TIME claims Sony "didn't say anything" after an attack in 2013. Ars Technica reminds us that Iranian hackers used Visual Basic malware to wipe data at the Las Vegas Sands Corporation in retaliation for a casino bigwig's anti-Iranian statements.
Sudan may be seeing the early phases of a cyber-jihad.
Syrian hacktivists are reported to have hit another US bank's websites.
A number of old exploits resurface in new forms. They're frequently disseminated by phishing, which leads security experts to (again) urge enterprises to undertake user security awareness training.
Microsoft bangs into some problems with its December patches.

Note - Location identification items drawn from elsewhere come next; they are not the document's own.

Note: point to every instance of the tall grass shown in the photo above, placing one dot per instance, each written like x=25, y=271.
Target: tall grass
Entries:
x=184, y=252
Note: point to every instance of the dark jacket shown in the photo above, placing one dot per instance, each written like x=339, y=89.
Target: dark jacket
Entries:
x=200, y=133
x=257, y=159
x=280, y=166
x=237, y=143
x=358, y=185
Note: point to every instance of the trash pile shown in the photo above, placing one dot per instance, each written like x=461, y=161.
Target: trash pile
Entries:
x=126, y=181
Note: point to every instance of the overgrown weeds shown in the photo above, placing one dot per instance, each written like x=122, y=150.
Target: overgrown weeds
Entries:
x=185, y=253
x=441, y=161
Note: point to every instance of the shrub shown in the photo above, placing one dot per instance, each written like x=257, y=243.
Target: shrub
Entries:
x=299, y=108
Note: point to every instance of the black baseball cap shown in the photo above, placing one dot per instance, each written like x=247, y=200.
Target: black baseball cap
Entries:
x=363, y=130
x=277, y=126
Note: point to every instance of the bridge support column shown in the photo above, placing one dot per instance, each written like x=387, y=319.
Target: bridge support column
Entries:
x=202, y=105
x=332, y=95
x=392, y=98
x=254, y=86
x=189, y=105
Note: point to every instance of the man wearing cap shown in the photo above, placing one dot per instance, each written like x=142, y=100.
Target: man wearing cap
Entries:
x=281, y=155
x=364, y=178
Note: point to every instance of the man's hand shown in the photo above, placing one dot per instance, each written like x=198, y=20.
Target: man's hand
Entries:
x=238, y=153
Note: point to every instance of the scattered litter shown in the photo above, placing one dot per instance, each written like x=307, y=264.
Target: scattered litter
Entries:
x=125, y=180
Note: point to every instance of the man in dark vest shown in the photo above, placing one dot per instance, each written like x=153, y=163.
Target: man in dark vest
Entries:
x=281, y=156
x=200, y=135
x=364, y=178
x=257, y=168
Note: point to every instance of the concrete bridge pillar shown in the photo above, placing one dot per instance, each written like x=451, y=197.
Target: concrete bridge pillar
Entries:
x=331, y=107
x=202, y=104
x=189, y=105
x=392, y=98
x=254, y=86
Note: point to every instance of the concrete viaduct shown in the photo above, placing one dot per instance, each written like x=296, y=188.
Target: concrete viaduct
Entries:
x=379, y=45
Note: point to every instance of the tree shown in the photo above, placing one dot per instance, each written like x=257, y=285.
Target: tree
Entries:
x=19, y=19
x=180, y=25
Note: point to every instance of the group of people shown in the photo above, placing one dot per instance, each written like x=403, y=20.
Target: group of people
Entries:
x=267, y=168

Google pulls engineers from Russia as Moscow tightens information controls. (Google's also feeling different pressures in the EU.)
We've recently seen litigation and regulatory trends shape emerging cyber security standards of care — insurance underwriters make their own contribution to this environment.
More M&A activity: Cisco will buy Neohapsis, and Vistronix finalizes acquisition of Objective Solutions Inc.
The US Department of Homeland Security issues small business cyber research pre-solicitations.